Laboratory of Endocrine Cell Biology (Ju.H.H., Ji.H.H., H.K.C., D.W.K., E.S.H., J.M.S., H.K., O.-Y.K., H.K.R., D.Y.J., M.S.), National Research Laboratory Program, Department of Internal Medicine, Chungnam National University College of Medicine; and Department of Biology (K.-H.Y.), College of Natural Sciences, Chungnam National University, Daejeon 301-721, Korea

Address all correspondence and requests for reprints to: Minho Shong and Deog Yeon Jo, Laboratory of Endocrine Cell Biology, Department of Internal Medicine, Chungnam National University College of Medicine, 640 Daesadong Chungku Daejeon, Taejon 301-721, Korea. E-mail: minhos{at}cnu.ac.kr.

Anaplastic thyroid carcinomas (ATCs) are highly aggressive, extremely lethal human cancers with poor therapeutic response. Chemokines are a superfamily of small cytokine-like proteins that induce, through their interaction with G protein-coupled receptors, cytoskeletal rearrangement, firm adhesion to endothelial cells, and directional migration. In this study, we characterized the expression of CXC chemokine receptor 4 (CXCR4) and analyzed its functions in ARO cells, a human ATC cell. The normal primary cultured thyroid cells and ATC cell lines expressed CXCR4 and stromal cell-derived factor (SDF)-1 transcripts, detected by RT-PCR. Fluorescence activated cell sorting analysis of CXCR4 expression in normal and ATC cells showed that ARO cells expressed significant levels of CXCR4. FRO, NPA, and normal thyroid cells did not express membrane CXCR4, as determined by fluorescence activated cell sorting analysis. To identify the functional role of CXCR4 in ARO cells, we treated ARO cells with SDF-1 and analyzed the signaling pathways, cellular migration, and proliferation. SDF-1 enhanced the migration but did not affect the proliferation of ARO cells or activate the Janus kinase/signal transducer and activator of transcription signaling pathways. However, SDF-1/CXCR4 activation resulted in phosphorylation of the p70S6 kinase and its target protein, ribosomal S6 protein, and also activation of the ERK1/ERK2 signaling pathways. Furthermore, SDF-1/CXCR4- mediated activation of the p70S6 kinase and phosphorylation of the S6 protein were inhibited by treatment with an mTOR/FRAP inhibitor.

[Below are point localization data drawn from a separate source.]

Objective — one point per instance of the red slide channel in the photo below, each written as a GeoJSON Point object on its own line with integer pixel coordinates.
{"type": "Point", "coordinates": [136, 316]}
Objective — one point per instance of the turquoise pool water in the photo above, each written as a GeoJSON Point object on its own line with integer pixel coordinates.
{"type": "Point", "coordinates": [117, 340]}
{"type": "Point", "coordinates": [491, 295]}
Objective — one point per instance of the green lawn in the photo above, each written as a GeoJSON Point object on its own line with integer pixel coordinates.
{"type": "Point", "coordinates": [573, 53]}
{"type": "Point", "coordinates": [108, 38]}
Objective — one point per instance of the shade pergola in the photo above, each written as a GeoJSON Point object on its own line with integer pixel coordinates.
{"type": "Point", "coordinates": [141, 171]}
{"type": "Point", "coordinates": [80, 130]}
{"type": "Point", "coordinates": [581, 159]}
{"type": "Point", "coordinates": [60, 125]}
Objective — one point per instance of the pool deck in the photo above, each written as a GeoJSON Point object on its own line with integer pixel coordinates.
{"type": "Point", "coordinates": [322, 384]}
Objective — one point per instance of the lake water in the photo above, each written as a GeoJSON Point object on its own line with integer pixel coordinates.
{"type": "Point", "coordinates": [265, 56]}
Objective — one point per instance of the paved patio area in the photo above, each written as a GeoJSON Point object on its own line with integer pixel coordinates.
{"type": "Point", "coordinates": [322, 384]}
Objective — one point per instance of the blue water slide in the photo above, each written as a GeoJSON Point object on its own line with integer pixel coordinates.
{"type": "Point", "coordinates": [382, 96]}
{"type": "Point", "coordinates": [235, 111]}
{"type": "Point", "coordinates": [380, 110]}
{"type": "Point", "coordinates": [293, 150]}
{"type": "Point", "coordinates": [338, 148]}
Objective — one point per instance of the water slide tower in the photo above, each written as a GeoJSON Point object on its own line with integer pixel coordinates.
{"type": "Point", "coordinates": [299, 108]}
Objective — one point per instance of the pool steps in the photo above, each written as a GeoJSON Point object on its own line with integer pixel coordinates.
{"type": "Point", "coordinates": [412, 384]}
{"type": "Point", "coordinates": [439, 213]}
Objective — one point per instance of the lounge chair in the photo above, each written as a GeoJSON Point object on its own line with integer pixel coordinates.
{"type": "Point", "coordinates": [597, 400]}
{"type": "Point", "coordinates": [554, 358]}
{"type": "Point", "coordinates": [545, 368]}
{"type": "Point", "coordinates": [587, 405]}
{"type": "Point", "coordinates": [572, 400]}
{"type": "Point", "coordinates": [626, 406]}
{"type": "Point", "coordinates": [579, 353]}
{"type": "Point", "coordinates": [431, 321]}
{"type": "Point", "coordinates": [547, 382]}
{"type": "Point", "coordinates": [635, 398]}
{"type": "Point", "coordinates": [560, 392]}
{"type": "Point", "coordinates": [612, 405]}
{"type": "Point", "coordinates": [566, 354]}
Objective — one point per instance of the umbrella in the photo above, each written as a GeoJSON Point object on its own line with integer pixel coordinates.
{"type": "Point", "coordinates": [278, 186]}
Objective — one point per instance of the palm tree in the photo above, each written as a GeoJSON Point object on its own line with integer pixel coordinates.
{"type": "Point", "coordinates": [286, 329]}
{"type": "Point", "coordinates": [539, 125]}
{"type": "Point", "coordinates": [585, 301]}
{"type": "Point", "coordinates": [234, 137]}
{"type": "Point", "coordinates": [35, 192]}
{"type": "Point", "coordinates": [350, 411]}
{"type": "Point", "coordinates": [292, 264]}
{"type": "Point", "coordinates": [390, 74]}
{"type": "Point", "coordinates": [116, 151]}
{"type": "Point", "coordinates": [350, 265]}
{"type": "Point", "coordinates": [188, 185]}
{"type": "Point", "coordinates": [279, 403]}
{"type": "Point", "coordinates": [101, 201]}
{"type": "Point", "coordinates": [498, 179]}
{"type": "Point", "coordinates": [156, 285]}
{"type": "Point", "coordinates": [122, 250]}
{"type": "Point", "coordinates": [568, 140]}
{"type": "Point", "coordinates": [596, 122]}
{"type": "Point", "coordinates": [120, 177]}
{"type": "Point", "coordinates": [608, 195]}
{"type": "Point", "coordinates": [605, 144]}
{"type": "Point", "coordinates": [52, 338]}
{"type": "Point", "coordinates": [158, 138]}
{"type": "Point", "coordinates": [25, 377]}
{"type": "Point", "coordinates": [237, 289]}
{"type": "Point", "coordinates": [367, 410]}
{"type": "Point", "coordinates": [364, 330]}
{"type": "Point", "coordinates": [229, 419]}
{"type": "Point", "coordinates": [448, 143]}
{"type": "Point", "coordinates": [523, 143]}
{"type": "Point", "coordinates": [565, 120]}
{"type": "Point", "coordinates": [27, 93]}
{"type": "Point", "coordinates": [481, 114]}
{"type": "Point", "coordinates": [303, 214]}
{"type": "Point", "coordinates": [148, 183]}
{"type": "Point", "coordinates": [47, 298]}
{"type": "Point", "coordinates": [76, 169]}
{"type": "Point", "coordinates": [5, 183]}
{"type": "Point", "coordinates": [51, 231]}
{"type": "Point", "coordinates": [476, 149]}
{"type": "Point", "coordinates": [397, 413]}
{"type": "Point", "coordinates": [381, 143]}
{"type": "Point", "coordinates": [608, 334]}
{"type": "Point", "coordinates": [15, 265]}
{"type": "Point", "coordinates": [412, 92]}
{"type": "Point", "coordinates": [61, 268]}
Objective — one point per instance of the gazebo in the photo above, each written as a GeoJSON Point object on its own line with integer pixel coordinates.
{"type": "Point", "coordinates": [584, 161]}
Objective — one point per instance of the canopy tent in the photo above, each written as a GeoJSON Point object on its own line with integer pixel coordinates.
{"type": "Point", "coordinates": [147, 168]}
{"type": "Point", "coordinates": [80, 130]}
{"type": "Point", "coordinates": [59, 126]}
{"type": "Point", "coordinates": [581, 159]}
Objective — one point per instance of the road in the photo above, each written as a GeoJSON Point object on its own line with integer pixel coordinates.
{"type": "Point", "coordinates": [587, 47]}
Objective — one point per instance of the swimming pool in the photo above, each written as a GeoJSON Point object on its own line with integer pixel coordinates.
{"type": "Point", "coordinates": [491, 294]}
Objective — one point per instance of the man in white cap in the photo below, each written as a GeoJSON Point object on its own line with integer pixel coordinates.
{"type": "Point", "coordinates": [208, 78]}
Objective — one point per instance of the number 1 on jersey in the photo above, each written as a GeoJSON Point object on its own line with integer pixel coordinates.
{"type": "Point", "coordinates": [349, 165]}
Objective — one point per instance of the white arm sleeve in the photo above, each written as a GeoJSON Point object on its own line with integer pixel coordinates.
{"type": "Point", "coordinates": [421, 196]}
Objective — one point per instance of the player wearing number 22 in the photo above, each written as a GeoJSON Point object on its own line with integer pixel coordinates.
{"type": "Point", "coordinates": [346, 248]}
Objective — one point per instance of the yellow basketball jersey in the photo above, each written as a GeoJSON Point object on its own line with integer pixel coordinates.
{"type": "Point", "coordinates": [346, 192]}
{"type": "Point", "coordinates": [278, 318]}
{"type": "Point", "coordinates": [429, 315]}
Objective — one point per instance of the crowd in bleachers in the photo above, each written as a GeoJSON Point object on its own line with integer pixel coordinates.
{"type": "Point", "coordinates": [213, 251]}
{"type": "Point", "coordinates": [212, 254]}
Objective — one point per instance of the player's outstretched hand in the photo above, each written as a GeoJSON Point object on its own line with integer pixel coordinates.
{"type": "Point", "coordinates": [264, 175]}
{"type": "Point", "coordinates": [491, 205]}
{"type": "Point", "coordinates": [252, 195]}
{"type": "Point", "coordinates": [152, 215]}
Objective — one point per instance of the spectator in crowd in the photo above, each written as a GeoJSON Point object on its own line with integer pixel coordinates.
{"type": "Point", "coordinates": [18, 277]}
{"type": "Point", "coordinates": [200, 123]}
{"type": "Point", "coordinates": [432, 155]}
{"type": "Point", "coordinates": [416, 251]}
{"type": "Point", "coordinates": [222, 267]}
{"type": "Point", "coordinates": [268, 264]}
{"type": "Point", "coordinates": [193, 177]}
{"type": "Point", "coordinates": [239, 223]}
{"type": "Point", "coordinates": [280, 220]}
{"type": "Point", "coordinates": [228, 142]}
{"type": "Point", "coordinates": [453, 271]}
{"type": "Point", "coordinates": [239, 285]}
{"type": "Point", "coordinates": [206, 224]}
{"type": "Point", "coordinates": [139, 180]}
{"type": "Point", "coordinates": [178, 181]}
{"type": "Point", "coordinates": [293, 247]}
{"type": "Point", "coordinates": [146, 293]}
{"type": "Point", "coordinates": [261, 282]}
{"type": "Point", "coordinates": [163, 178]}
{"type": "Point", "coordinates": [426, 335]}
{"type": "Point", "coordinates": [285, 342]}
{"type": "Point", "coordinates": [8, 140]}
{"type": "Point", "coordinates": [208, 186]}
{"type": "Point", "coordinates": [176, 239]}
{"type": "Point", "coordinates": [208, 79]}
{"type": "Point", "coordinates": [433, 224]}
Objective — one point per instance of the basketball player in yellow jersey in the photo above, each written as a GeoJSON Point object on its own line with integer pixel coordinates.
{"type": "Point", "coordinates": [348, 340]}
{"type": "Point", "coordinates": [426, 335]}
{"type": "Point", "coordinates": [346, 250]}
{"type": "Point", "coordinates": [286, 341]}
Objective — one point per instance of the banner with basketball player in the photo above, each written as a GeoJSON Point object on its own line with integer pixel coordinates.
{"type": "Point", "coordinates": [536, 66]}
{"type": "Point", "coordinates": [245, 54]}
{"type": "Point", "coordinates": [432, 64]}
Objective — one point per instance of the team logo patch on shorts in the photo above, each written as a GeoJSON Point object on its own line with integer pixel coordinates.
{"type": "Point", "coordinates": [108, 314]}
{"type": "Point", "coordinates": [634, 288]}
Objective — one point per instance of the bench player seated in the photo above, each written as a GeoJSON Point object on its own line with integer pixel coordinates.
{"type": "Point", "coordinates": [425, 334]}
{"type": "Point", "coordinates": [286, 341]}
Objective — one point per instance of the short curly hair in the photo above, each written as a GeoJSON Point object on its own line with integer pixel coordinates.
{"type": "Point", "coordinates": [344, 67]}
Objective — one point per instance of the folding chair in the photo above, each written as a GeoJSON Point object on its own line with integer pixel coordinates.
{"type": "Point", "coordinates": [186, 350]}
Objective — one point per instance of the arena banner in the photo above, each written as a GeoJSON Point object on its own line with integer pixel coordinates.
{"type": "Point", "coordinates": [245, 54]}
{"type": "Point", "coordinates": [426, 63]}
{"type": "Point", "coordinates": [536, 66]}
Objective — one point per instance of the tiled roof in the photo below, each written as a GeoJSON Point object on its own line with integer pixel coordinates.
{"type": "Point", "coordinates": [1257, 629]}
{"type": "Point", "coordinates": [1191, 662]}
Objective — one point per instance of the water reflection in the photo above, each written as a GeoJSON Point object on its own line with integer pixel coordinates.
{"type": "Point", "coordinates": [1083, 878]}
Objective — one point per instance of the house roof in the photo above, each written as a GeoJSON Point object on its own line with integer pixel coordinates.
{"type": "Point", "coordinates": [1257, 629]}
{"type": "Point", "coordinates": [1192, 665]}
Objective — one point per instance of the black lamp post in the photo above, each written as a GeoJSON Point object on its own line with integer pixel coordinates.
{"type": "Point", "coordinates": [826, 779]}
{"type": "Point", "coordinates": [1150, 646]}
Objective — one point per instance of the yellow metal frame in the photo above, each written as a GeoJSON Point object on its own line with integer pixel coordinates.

The specificity of the CXCR4-mediated migration of ARO cells was demonstrated by the dose-dependent inhibition of migration by neutralizing anti-CXCR4. The ATC cells, FRO and NPA, which do not express CXCR4, did not demonstrate significant SDF-1-mediated migration in vitro. In addition, the CXCR4-mediated migration of ARO cells was inhibited by treatment with pertussis toxin (a Gi-protein inhibitor) and PD 98059 (a mitogen-activated ERK kinase inhibitor) but not by LY294002 and wortmanin, phosphatidylinositol 3-kinase inhibitors.

These findings suggest that a subset of ATC cells expresses functional CXCR4, which may be important in tumor cell migration and local tumor invasion.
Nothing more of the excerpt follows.